The Ponemon report also shows that the longer it takes to contain an insider incident, the more it costs. Organizations that took more than 90 days to contain an insider attack experienced the highest mitigation costs – $13.71 million in contrast to $7.12 million for systems that discovered the incident within 90 days. Not surprisingly, financial services companies experienced the highest total cost of any industry at $14.5 million.
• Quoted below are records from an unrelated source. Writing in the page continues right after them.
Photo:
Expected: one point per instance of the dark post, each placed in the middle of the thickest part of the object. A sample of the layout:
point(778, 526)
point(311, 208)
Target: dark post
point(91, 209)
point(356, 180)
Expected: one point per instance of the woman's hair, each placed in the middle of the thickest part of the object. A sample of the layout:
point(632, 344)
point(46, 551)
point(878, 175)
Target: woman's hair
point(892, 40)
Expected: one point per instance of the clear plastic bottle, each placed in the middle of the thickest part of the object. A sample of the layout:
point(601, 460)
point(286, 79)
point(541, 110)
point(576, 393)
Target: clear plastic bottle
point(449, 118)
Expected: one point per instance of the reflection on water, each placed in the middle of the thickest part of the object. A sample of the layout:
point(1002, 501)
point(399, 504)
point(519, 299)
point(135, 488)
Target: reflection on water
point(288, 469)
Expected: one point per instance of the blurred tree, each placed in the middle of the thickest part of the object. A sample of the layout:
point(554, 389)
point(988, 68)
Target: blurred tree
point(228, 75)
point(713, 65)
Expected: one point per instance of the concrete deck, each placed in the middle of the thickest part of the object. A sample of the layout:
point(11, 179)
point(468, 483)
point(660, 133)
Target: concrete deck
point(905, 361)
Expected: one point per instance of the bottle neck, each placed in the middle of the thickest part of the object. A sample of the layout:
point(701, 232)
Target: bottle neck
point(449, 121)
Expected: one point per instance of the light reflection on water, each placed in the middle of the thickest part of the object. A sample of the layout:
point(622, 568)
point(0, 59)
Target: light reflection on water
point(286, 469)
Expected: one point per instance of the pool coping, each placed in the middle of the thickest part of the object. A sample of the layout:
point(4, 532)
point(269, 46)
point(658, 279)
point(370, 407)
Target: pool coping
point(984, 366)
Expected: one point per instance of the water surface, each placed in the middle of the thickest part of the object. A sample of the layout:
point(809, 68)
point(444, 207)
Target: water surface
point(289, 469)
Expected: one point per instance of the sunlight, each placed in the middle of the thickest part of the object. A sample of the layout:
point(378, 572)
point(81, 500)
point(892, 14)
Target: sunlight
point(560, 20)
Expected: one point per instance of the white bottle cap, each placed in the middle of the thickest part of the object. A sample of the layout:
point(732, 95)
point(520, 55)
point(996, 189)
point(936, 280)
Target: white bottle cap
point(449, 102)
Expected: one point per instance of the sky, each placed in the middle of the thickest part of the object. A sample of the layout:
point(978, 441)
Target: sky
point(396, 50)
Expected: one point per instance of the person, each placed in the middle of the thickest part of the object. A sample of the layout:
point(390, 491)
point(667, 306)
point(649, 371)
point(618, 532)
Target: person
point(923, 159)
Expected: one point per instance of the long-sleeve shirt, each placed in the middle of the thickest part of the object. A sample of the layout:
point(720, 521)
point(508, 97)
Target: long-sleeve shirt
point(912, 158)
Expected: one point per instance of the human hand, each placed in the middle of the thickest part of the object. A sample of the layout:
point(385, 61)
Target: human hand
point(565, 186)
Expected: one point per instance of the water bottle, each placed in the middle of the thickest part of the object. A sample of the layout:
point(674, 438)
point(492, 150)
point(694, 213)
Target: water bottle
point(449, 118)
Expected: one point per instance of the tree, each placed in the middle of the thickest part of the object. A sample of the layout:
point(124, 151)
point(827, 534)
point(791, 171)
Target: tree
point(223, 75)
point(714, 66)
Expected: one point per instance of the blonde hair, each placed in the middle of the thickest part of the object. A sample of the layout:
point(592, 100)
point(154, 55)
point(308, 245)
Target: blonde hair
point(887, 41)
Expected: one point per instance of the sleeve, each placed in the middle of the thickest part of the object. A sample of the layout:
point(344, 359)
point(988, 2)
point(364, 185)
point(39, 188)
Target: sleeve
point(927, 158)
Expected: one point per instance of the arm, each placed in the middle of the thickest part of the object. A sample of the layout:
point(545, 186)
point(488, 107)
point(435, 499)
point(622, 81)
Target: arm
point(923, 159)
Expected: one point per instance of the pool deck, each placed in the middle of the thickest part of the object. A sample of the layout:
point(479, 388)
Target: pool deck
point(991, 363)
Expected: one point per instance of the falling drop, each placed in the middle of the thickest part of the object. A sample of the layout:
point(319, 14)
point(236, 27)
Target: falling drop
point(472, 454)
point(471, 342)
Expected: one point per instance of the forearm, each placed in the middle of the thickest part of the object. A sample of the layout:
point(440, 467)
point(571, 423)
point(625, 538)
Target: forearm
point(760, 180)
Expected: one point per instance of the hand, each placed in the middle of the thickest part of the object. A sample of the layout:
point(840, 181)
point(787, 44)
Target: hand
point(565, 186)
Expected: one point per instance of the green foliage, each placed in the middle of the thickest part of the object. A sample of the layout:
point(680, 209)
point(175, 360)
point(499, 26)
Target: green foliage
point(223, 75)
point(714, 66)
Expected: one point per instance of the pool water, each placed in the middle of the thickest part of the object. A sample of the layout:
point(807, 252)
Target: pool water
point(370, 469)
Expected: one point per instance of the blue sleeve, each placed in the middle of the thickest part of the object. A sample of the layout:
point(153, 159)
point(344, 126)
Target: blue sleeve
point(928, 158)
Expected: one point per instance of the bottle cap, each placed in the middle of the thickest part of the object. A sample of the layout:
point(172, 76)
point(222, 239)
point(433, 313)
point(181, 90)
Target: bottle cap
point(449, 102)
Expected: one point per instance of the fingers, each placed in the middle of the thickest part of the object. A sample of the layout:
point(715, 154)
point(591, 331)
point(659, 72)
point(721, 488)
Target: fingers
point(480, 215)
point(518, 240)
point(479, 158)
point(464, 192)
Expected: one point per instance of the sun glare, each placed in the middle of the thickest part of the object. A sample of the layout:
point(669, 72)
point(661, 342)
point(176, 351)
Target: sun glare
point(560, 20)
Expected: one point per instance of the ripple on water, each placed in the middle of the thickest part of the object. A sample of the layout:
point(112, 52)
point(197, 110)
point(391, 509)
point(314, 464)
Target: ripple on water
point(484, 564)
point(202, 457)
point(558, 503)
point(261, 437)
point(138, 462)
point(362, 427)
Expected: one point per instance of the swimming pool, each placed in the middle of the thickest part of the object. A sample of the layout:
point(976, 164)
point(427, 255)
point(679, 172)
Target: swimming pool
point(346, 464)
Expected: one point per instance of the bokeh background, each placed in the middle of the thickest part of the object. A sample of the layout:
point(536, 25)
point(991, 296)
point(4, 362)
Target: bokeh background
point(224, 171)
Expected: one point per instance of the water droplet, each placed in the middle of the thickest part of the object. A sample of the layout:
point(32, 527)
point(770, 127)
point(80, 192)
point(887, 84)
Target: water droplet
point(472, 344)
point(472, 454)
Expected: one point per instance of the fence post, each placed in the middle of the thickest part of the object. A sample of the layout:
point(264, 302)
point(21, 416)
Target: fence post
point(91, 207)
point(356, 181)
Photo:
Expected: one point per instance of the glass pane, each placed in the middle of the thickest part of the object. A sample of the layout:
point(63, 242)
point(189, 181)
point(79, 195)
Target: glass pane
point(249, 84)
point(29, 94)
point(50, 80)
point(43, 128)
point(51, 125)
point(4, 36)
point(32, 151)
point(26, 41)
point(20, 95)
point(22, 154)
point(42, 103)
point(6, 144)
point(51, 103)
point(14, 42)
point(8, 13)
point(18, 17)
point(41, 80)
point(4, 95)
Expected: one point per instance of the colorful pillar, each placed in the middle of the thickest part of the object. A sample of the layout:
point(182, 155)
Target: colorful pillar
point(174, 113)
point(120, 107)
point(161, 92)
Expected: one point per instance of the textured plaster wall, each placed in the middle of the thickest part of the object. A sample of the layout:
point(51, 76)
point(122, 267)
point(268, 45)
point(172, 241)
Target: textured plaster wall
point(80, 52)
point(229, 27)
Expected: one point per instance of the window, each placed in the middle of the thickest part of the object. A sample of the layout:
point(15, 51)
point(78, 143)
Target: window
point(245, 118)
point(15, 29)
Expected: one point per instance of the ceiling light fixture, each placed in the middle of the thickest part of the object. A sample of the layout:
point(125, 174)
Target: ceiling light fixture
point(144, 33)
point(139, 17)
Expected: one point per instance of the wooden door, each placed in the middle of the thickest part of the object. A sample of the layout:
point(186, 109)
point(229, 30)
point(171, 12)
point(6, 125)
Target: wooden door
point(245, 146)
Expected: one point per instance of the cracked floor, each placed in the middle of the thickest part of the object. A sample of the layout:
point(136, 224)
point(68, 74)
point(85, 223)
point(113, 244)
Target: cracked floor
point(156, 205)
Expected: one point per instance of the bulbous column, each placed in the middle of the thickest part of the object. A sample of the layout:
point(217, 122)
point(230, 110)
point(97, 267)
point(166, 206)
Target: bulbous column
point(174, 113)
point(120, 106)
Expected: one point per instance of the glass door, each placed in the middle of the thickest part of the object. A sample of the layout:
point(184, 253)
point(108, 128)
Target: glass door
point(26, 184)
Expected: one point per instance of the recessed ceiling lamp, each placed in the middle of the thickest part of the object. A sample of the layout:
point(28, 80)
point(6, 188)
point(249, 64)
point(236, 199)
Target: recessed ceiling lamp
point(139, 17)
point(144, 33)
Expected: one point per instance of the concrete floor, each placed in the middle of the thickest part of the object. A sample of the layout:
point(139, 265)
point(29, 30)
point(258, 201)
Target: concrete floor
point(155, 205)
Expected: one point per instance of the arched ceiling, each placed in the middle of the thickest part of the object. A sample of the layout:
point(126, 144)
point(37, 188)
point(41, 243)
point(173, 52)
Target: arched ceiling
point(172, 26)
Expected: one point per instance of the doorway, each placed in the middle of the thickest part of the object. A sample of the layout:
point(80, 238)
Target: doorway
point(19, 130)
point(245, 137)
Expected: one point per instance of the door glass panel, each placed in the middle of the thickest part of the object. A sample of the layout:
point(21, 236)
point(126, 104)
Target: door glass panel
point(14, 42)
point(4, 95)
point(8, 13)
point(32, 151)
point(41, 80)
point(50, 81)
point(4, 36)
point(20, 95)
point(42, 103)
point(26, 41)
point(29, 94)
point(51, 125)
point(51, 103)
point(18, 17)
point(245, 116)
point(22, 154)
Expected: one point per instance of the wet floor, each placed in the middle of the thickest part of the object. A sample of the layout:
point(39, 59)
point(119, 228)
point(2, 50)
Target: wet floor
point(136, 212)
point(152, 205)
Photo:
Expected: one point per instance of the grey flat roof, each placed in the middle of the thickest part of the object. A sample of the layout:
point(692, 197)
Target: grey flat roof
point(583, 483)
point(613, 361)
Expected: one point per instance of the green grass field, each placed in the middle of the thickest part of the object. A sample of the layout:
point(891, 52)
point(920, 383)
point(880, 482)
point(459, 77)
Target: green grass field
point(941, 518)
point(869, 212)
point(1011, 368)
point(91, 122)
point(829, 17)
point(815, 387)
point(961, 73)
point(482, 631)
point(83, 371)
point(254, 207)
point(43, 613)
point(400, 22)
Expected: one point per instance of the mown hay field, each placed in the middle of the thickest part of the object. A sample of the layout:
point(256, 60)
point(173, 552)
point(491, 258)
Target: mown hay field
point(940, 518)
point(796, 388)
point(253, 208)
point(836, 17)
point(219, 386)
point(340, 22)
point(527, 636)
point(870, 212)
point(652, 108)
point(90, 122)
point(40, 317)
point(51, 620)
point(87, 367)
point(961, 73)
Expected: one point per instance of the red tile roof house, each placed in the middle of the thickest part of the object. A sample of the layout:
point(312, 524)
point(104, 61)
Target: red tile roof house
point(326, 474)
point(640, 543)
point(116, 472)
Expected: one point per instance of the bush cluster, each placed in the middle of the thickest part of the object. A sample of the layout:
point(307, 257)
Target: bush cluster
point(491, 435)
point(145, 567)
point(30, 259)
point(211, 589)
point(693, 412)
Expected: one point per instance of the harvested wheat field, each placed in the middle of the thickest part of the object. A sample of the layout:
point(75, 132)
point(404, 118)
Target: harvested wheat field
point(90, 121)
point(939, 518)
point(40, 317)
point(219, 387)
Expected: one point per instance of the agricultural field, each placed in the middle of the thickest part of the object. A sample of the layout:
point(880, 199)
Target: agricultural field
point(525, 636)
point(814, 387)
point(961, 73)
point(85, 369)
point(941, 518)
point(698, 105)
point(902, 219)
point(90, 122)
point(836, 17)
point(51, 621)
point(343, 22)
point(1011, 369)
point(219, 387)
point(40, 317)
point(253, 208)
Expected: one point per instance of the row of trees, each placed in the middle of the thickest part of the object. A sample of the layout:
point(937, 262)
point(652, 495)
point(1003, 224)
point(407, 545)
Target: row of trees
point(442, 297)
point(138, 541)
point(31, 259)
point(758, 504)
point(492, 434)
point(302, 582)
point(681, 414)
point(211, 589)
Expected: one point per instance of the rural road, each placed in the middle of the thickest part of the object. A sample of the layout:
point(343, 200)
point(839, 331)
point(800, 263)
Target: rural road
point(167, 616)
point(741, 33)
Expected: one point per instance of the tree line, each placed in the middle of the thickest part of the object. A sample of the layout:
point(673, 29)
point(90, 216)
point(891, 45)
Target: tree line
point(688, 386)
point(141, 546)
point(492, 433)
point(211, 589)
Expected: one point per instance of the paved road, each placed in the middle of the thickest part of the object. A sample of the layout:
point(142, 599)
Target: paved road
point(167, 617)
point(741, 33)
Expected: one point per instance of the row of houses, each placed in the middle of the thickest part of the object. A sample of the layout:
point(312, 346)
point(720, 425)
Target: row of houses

Cost of Insider Threats Graph - Average Cost by Days to Contain Incidents

The financial impact of insider threats

A particularly troubling finding of the Ponemon study is the steady increase of insider threats. Over the last two years, the average number of employee or contractor negligence incidents increased from 13.2 to 14.5 per organization with 60% of organizations suffering more than 30 insider incidents per year. The key factors that affect the cost of insider threats include:

  • Monitoring and surveillance: Enabling proactive detection of violations and potential cyberattacks
  • Investigation: Uncovering the source, scope, and magnitude of an incident
  • Escalation: Informing key stakeholders about incidents and organizing an initial management response
  • Incident response: Assembling an incident response team and creating a final management response
  • Containment: Stopping or reducing insider attacks, including shutting down compromised applications and endpoints
  • Ex-post response: Reducing future insider incidents, including communicating recommendations to key stakeholders to minimize potential harm
  • Remediation: Repairing affected systems and core business processes, including restoring damaged information assets and IT infrastructure

Of these activities, investigations are growing the fastest with an 86% net increase over three years. At $103,798 per incident, investigations are on the higher end of associated expenses. And the price isn’t limited to dollar amounts – of insider-related events that carry monetary impact, direct and indirect costs can include:

  • Data loss
  • Productivity downtime
  • Equipment damage
  • Detection and remediation costs
  • Legal expenses such as litigation fees and regulatory fines
  • Loss of consumer trust
  • Reputational damage

Understanding organizational susceptibility to insider threats

To protect your company from insider threats, understanding risk factors is vital. Five signs your organization may be susceptible to risk include employees who:

  • Lack security compliance training
  • Are not aware of procedures for securing devices, including BYOD
  • Transmit sensitive data to unsecure cloud locations
  • Bend organization-wide security policies to simplify tasks
  • Fail to patch or upgrade devices and software to the latest version

With the growing threat of insiders, it’s more important than ever for financial services companies to take whatever measures necessary to safeguard against internal risk. With thorough new hire onboarding, continuous cybersecurity training, and potential consequences for policy violations, you can empower your team with the knowledge needed to protect the privacy and security of PII. And strengthening cybersecurity measures along with implementing proactive user activity monitoring can stop attackers in their tracks – before they have a chance to walk away with valuable data.